Bene anche l’idea di intitolare a mio padre la caserma di Palermo che lui aveva comandato per sette lunghi e intensi anni (1966-1973). Ammetto che sono stato preso dall’emozione a parlare lì dentro da sottosegretario. Quando all’ingresso i carabinieri schierati mi hanno fatto il presentat’arm, per una frazione di secondo mi sono chiesto a chi mai lo stessero facendo. E subito ho pensato a quarant’anni fa, a quando rientravo in quella caserma dalla spiaggia, con giapponesine, jeans sdruciti e chitarra in mano e il carabiniere di guardia mi chiedeva brusco “Ehi tu, dove credi di andare?”. Ho parlato lì di quei tempi, di quello che vedevo fare da un colonnello che a mezzanotte, invece di andare a dormire, saliva in macchina e andava a fare la visita notturna delle stazioni dell’Arma nella profonda Sicilia. Eccetera, eccetera; i ricordi venivano giù a pioggia, avrei potuto parlare ore senza fermarmi mai perché a ognuno – credo – viene voglia di raccontare quando le emozioni si fanno più intense. C’era anche mia zia, sorella di mia madre, che nella stessa caserma ci arrivò ragazza (quando la comandava mio nonno materno e c’erano le stalle con i cavalli) e che ormai è anziana e ci vede poco, ed era felice di ritrovarsi tra quei ricordi proprio con il nipote che da bambino la faceva disperare chiedendo ogni minuto di andare dai “pippi” (i cavalli, appunto). Madrina dell’intitolazione è stata Agnese Borsellino, moglie del giudice dai baffetti gentili. E madrina migliore non poteva esserci.

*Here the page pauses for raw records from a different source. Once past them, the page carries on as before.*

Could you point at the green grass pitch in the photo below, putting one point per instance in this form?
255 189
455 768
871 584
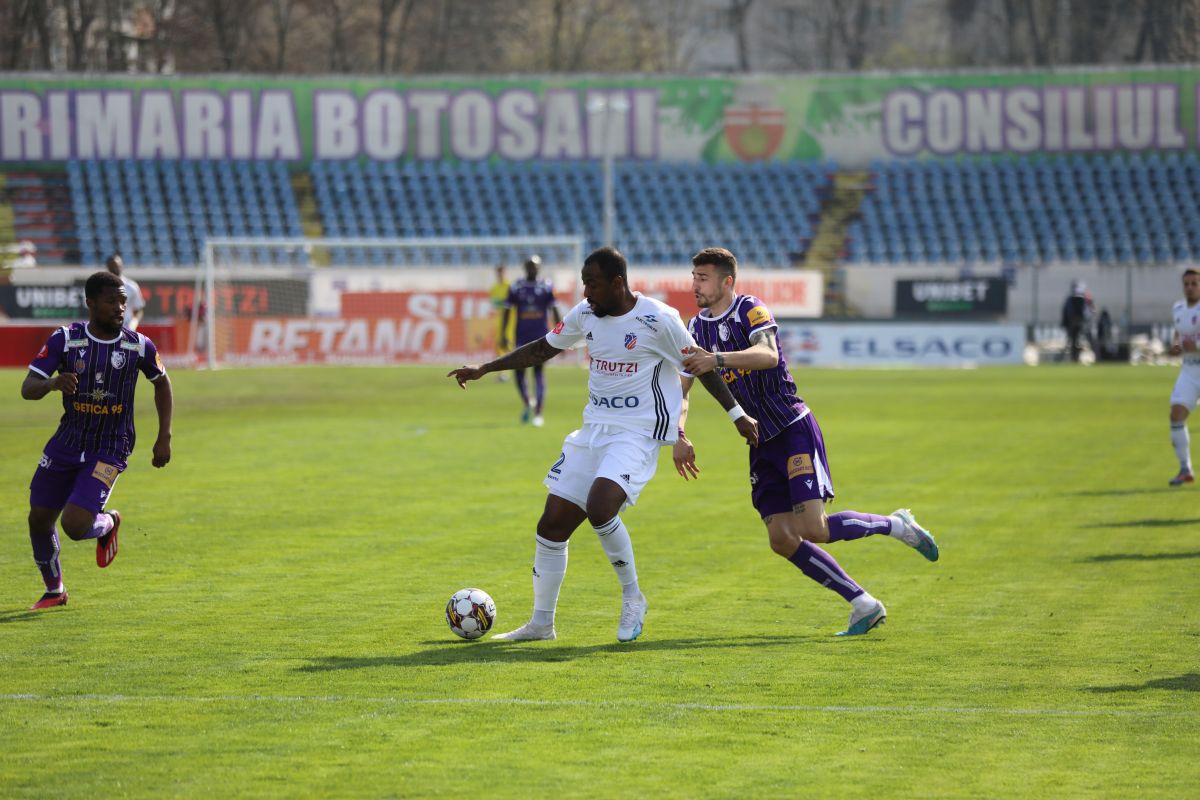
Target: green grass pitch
274 623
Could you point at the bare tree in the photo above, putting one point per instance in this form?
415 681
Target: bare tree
81 16
281 17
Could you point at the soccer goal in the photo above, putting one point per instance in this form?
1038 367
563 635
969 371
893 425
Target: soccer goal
288 301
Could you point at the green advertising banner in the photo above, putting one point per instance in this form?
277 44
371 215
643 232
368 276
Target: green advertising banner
850 119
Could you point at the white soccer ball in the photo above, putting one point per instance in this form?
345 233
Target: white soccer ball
471 613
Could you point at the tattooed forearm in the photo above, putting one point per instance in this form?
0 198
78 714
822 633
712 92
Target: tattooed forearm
717 388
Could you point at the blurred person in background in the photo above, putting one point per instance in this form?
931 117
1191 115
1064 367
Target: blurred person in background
497 296
532 300
135 304
1078 311
1186 314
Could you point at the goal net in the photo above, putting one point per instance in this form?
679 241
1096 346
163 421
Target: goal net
360 301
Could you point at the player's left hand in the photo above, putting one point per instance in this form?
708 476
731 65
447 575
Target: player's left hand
699 361
685 458
748 427
161 452
465 373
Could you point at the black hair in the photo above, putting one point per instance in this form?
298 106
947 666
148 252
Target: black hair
100 281
610 262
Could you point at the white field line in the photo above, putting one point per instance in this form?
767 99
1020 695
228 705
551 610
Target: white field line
589 704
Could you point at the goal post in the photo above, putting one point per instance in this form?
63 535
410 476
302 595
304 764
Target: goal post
337 300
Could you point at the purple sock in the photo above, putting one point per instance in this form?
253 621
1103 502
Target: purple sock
521 388
101 525
825 570
46 557
539 386
846 525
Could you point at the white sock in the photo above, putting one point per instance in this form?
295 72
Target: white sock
862 603
549 570
1182 443
619 548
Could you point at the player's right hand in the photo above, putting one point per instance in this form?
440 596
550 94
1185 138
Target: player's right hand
465 373
685 458
65 382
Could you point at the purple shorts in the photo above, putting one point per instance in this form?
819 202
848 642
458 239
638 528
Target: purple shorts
61 477
790 469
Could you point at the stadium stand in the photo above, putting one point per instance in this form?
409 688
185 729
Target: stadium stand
1117 209
161 211
1135 209
665 211
35 206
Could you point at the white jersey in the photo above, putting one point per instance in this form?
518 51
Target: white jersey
1187 326
635 365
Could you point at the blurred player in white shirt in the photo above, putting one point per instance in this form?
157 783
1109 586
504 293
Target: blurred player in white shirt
1187 386
636 347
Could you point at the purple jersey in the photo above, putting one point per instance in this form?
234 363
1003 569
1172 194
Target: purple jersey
99 417
767 395
532 300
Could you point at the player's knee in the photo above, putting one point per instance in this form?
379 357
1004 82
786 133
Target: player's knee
77 523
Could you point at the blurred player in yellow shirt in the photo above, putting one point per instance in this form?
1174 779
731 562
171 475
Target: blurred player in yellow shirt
504 334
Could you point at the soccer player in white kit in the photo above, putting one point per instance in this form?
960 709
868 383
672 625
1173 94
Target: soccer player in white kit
1187 386
636 347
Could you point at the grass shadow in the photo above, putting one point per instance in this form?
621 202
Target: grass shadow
1139 557
1147 523
1188 683
448 653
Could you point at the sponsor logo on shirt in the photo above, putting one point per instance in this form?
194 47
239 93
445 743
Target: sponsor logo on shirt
799 464
99 408
106 474
615 402
647 319
613 367
757 316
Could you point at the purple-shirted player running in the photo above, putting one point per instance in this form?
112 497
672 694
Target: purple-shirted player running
532 299
790 475
97 365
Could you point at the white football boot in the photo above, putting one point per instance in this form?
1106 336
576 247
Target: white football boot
529 632
633 614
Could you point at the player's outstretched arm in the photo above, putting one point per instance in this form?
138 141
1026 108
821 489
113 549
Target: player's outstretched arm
762 354
163 403
747 425
36 388
527 355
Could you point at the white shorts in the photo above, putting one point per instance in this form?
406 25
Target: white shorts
1187 389
624 457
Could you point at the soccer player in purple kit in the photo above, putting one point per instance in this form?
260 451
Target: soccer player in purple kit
790 474
532 299
97 365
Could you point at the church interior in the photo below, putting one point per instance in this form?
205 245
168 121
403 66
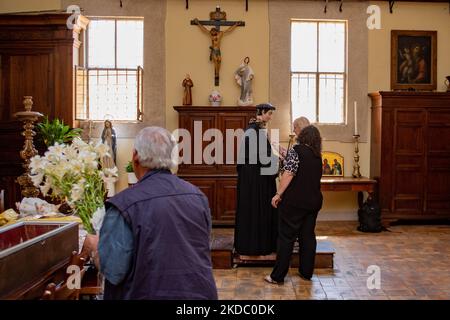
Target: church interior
372 76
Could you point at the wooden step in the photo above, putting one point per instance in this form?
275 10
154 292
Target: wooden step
224 257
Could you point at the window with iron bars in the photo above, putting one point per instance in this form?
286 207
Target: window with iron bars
111 84
319 70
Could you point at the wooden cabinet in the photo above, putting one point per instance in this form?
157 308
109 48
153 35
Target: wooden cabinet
38 54
217 179
410 153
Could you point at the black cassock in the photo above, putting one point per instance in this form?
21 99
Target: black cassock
256 220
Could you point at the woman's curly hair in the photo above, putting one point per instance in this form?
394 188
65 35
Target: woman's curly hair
310 136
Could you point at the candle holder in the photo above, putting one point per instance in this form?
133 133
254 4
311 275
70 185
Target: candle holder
28 117
356 173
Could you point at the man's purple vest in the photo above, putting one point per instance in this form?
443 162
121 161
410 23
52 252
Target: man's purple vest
171 224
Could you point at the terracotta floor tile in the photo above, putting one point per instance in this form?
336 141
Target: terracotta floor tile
414 263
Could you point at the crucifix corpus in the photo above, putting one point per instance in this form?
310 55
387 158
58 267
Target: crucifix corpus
218 19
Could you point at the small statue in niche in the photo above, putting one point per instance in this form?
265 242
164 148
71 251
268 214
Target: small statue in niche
244 77
187 96
110 139
109 161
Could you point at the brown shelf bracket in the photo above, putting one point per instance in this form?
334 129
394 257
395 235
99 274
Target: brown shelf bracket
391 5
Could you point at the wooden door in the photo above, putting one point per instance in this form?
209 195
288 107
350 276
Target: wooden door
437 197
196 124
25 74
408 161
232 127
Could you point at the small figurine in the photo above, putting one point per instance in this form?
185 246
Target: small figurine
110 139
244 77
187 96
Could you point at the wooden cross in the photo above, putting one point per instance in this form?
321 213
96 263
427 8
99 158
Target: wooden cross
218 19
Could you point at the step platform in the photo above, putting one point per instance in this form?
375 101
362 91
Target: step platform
224 257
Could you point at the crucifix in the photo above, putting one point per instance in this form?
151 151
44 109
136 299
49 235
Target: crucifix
218 19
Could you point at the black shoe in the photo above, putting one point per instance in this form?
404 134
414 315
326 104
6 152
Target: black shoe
270 280
303 277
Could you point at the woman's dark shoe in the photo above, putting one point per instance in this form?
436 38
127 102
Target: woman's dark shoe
304 278
270 280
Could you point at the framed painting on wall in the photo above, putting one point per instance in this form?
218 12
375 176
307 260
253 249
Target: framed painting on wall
413 60
332 164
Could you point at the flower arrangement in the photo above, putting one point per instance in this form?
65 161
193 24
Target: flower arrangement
73 173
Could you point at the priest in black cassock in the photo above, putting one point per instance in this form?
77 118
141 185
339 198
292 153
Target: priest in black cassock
256 219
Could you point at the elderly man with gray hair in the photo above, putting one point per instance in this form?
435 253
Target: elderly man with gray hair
154 241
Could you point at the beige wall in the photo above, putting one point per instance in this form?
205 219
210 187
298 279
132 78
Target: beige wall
187 51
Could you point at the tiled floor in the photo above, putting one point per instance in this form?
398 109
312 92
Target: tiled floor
414 263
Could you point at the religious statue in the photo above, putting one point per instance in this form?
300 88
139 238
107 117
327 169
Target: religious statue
187 96
244 77
216 36
110 139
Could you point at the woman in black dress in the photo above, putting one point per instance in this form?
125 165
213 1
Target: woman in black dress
299 200
256 220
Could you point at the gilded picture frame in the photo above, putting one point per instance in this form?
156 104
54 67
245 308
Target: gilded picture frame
332 164
413 60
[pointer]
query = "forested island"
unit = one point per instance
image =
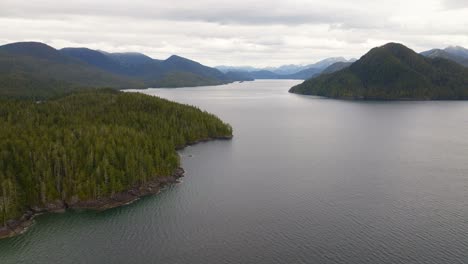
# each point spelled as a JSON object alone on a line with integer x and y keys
{"x": 392, "y": 72}
{"x": 91, "y": 149}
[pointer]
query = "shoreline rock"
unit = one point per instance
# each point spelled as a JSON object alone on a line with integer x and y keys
{"x": 18, "y": 226}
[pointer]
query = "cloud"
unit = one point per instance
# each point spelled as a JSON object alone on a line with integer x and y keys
{"x": 259, "y": 33}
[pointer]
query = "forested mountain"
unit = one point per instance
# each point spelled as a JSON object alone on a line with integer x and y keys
{"x": 91, "y": 146}
{"x": 336, "y": 67}
{"x": 175, "y": 71}
{"x": 392, "y": 72}
{"x": 298, "y": 72}
{"x": 37, "y": 70}
{"x": 31, "y": 69}
{"x": 456, "y": 54}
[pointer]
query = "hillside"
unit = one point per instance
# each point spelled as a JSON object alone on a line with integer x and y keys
{"x": 456, "y": 54}
{"x": 392, "y": 72}
{"x": 94, "y": 149}
{"x": 36, "y": 70}
{"x": 32, "y": 69}
{"x": 175, "y": 71}
{"x": 297, "y": 72}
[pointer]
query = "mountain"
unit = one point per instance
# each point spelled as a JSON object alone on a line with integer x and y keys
{"x": 304, "y": 74}
{"x": 457, "y": 50}
{"x": 337, "y": 66}
{"x": 456, "y": 54}
{"x": 292, "y": 71}
{"x": 392, "y": 72}
{"x": 129, "y": 59}
{"x": 33, "y": 69}
{"x": 175, "y": 71}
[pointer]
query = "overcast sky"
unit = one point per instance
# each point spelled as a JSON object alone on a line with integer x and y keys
{"x": 237, "y": 32}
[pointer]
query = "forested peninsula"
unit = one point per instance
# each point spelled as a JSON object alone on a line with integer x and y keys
{"x": 91, "y": 149}
{"x": 392, "y": 72}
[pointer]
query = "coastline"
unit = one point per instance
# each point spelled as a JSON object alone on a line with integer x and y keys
{"x": 18, "y": 226}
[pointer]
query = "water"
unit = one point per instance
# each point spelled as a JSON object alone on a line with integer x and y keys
{"x": 305, "y": 180}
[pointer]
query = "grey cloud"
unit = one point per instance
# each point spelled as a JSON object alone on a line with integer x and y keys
{"x": 256, "y": 32}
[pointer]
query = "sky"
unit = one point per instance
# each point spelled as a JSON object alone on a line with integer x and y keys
{"x": 242, "y": 32}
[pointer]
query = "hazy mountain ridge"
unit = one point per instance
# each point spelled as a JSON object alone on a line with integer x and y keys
{"x": 34, "y": 69}
{"x": 454, "y": 53}
{"x": 292, "y": 71}
{"x": 392, "y": 72}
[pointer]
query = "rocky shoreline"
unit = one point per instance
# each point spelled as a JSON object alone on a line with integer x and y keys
{"x": 18, "y": 226}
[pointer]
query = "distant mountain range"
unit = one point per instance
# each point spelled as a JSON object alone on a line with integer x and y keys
{"x": 300, "y": 72}
{"x": 456, "y": 54}
{"x": 393, "y": 72}
{"x": 34, "y": 69}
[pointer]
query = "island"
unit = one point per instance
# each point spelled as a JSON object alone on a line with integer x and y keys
{"x": 91, "y": 149}
{"x": 392, "y": 72}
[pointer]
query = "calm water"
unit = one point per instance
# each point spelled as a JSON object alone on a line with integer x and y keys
{"x": 305, "y": 180}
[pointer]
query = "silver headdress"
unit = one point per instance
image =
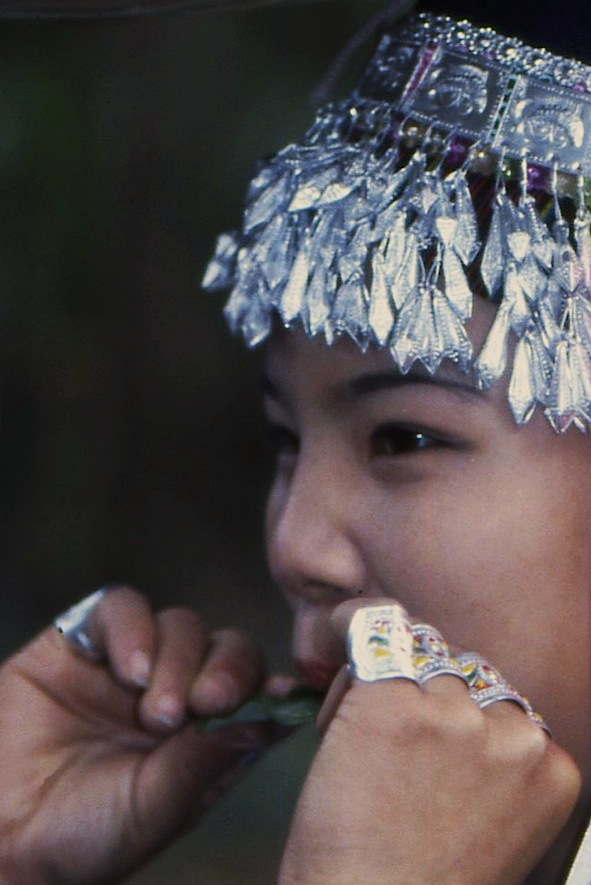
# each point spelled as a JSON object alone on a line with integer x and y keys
{"x": 460, "y": 164}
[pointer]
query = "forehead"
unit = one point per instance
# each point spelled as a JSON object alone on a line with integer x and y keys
{"x": 291, "y": 354}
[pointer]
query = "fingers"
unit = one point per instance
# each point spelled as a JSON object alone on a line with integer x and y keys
{"x": 197, "y": 672}
{"x": 122, "y": 627}
{"x": 178, "y": 666}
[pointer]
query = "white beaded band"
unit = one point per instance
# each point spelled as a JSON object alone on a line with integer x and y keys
{"x": 380, "y": 644}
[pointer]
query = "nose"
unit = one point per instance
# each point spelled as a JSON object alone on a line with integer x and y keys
{"x": 313, "y": 545}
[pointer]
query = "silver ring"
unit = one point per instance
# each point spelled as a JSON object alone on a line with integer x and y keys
{"x": 380, "y": 644}
{"x": 487, "y": 686}
{"x": 73, "y": 625}
{"x": 431, "y": 654}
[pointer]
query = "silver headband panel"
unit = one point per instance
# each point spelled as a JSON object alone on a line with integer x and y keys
{"x": 373, "y": 226}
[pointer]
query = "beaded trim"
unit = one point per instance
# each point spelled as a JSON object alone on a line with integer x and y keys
{"x": 459, "y": 164}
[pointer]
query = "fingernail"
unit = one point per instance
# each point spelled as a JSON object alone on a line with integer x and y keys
{"x": 220, "y": 692}
{"x": 169, "y": 711}
{"x": 139, "y": 669}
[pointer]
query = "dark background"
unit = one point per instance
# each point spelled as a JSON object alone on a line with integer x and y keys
{"x": 131, "y": 445}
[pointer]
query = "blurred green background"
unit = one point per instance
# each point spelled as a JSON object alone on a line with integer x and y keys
{"x": 131, "y": 443}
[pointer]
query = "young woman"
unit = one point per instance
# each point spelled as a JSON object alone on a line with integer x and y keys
{"x": 420, "y": 268}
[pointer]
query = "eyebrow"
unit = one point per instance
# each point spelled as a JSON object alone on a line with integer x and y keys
{"x": 374, "y": 382}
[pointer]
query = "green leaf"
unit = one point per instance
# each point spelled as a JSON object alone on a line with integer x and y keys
{"x": 301, "y": 705}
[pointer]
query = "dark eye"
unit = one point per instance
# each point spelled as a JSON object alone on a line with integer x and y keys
{"x": 390, "y": 440}
{"x": 282, "y": 442}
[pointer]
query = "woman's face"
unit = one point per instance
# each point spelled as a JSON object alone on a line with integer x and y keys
{"x": 423, "y": 489}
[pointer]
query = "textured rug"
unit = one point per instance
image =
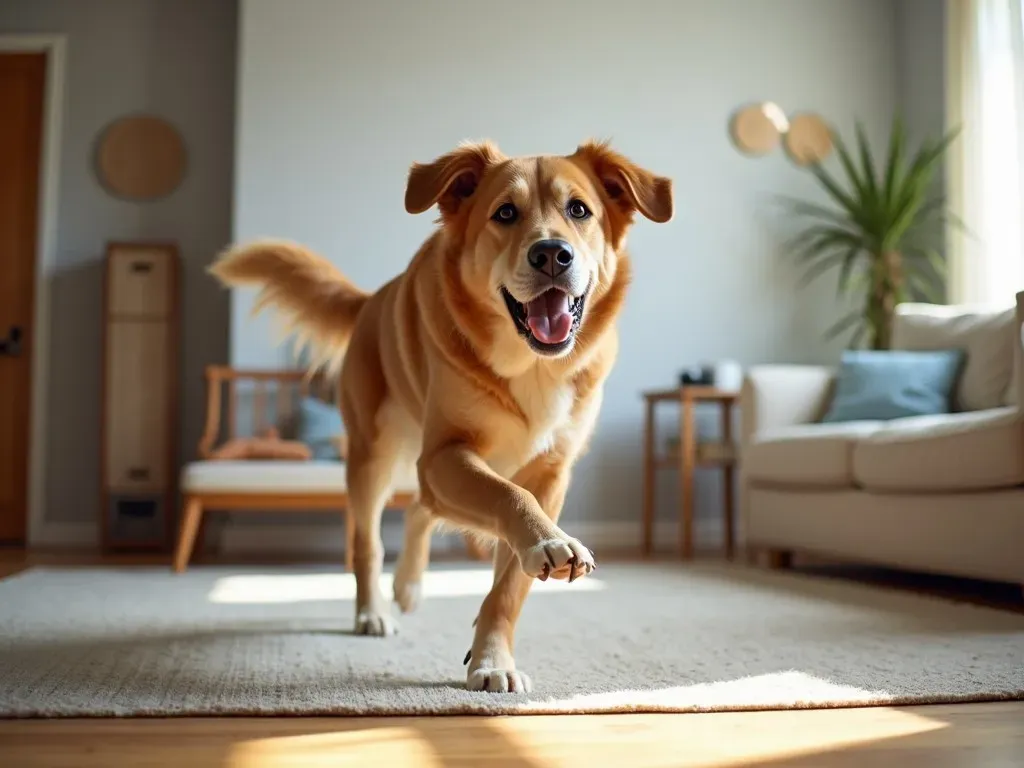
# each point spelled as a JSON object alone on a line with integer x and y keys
{"x": 631, "y": 638}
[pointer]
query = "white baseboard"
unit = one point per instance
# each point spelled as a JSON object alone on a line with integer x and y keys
{"x": 72, "y": 535}
{"x": 254, "y": 535}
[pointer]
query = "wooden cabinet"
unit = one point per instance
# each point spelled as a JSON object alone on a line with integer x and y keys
{"x": 139, "y": 396}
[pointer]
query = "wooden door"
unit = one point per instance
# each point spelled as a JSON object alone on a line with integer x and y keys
{"x": 22, "y": 89}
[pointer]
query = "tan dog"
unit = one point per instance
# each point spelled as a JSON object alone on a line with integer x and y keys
{"x": 482, "y": 365}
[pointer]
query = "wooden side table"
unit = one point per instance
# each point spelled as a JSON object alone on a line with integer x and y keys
{"x": 690, "y": 455}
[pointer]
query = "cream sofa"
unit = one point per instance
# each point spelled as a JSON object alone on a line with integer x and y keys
{"x": 941, "y": 494}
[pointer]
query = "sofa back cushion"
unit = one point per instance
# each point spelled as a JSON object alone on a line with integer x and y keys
{"x": 986, "y": 335}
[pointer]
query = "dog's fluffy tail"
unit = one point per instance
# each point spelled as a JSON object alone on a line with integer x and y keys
{"x": 314, "y": 299}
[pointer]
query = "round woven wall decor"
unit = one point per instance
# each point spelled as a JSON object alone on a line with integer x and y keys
{"x": 756, "y": 128}
{"x": 140, "y": 158}
{"x": 809, "y": 139}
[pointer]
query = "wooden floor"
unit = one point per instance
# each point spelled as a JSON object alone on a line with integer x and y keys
{"x": 973, "y": 735}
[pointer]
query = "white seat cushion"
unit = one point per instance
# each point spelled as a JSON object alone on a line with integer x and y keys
{"x": 972, "y": 451}
{"x": 271, "y": 476}
{"x": 812, "y": 455}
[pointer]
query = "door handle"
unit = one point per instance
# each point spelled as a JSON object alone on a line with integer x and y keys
{"x": 11, "y": 346}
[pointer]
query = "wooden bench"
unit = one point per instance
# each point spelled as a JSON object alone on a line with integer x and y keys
{"x": 271, "y": 485}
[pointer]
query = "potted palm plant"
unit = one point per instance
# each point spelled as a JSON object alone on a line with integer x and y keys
{"x": 882, "y": 235}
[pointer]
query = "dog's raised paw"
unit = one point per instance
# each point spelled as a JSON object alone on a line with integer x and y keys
{"x": 496, "y": 680}
{"x": 376, "y": 624}
{"x": 557, "y": 558}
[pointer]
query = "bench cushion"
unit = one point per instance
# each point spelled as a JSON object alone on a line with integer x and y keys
{"x": 272, "y": 477}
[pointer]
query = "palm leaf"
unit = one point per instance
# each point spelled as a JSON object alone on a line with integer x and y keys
{"x": 818, "y": 268}
{"x": 819, "y": 242}
{"x": 848, "y": 165}
{"x": 853, "y": 207}
{"x": 868, "y": 212}
{"x": 849, "y": 259}
{"x": 857, "y": 336}
{"x": 810, "y": 210}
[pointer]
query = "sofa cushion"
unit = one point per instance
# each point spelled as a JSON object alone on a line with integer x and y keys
{"x": 892, "y": 384}
{"x": 818, "y": 455}
{"x": 272, "y": 477}
{"x": 986, "y": 336}
{"x": 956, "y": 452}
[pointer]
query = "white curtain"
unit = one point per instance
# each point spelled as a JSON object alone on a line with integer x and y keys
{"x": 985, "y": 168}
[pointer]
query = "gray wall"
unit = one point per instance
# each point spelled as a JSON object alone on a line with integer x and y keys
{"x": 176, "y": 58}
{"x": 921, "y": 51}
{"x": 337, "y": 100}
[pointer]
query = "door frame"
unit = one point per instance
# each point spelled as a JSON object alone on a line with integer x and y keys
{"x": 55, "y": 48}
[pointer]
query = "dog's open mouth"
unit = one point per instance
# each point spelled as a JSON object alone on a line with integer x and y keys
{"x": 548, "y": 322}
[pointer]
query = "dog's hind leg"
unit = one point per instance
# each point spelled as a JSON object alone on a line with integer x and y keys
{"x": 415, "y": 556}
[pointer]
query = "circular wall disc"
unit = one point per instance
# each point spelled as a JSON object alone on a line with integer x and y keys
{"x": 809, "y": 139}
{"x": 140, "y": 158}
{"x": 756, "y": 129}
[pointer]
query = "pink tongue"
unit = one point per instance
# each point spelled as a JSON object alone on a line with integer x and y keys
{"x": 548, "y": 316}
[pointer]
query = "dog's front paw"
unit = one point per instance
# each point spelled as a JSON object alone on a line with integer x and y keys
{"x": 496, "y": 680}
{"x": 378, "y": 624}
{"x": 557, "y": 558}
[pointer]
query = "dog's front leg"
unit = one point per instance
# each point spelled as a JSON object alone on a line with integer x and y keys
{"x": 459, "y": 485}
{"x": 492, "y": 664}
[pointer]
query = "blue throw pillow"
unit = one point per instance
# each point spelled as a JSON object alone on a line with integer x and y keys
{"x": 320, "y": 423}
{"x": 882, "y": 385}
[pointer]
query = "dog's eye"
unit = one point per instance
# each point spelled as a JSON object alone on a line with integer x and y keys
{"x": 578, "y": 210}
{"x": 506, "y": 214}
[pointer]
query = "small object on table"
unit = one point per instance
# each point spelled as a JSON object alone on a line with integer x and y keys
{"x": 690, "y": 454}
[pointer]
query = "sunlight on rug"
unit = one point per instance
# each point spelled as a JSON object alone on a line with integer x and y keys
{"x": 799, "y": 688}
{"x": 296, "y": 588}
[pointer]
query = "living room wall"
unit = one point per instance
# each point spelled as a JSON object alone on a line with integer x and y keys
{"x": 337, "y": 100}
{"x": 175, "y": 58}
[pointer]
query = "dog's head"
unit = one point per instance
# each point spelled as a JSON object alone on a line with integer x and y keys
{"x": 534, "y": 243}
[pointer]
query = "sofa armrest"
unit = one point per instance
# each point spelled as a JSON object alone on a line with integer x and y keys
{"x": 780, "y": 395}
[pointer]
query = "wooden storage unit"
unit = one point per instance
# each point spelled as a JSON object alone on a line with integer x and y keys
{"x": 139, "y": 424}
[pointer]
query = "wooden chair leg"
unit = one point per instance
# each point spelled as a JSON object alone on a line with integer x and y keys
{"x": 349, "y": 541}
{"x": 192, "y": 516}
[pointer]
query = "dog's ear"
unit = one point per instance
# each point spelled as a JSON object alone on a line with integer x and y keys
{"x": 627, "y": 184}
{"x": 451, "y": 179}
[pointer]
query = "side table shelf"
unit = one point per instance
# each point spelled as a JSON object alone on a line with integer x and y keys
{"x": 686, "y": 453}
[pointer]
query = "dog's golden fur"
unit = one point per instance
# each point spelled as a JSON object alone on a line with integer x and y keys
{"x": 437, "y": 372}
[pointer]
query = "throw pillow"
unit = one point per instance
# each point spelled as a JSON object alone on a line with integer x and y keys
{"x": 320, "y": 427}
{"x": 879, "y": 385}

Alla sera la Casa del Jazz si è riempita. Il clima è stato caldo, mi è sembrato che ci fosse uno spicchio della famosa “Italia degli onesti”. Antonello Piroso ha condotto magistralmente, tutti sono stati emozionati dagli interventi, non in programma, del vecchio autista di mio padre (allora giovane scorta, scampò all’attentato solo perché era in licenza matrimoniale, era stato l’unico a seguirlo in Sicilia), di Paolo Galvaligi, figlio del generale ucciso dalle Bierre, oggi colonnello dell’Arma e che continuava a dire “il signor generale dalla Chiesa”, e di Piero Grasso, che ha scandito alla fine con fare pacato la terribile verità che tutti sappiamo: “E’ stato un delitto di mafia, ma non solo di mafia”. Poi il filmato con l’intervista di Biagi a mio padre dell’81. Un effetto sconvolgente, per tante ragioni. Farò di tutto per proiettarlo alla Festa dell’Unità di Milano il 6 sera.
Inutile dire, infine, che dato il grande risalto mediatico dell’anniversario tutte le alte cariche istituzionali e politiche hanno fatto a gara a farsi vedere sia a Palermo sia a Roma. A Palermo c’erano ben due membri del governo: io e il sottosegretario all’Interno Pajno, che è di Palermo. A Roma è andata meglio: c’erano Levi, Sircana e Chiara Acciarini; con Grasso, Luca Orlando e Beppe Lumia che si sono fatti in quattro per essere prima a Palermo poi nella capitale. Credetemi: non farei queste notazioni se non avessi visto che non sono solo fantasie mie, ma che se le è fatte anche l’inviata di Liberazione a Palermo. Pazienza. Ancora una volta pazienza. E un grazie postumo a Casini che per il ventennale capì, lui, che era suo dovere istituzionale andare a Palermo. Grazie di nuovo a tutti!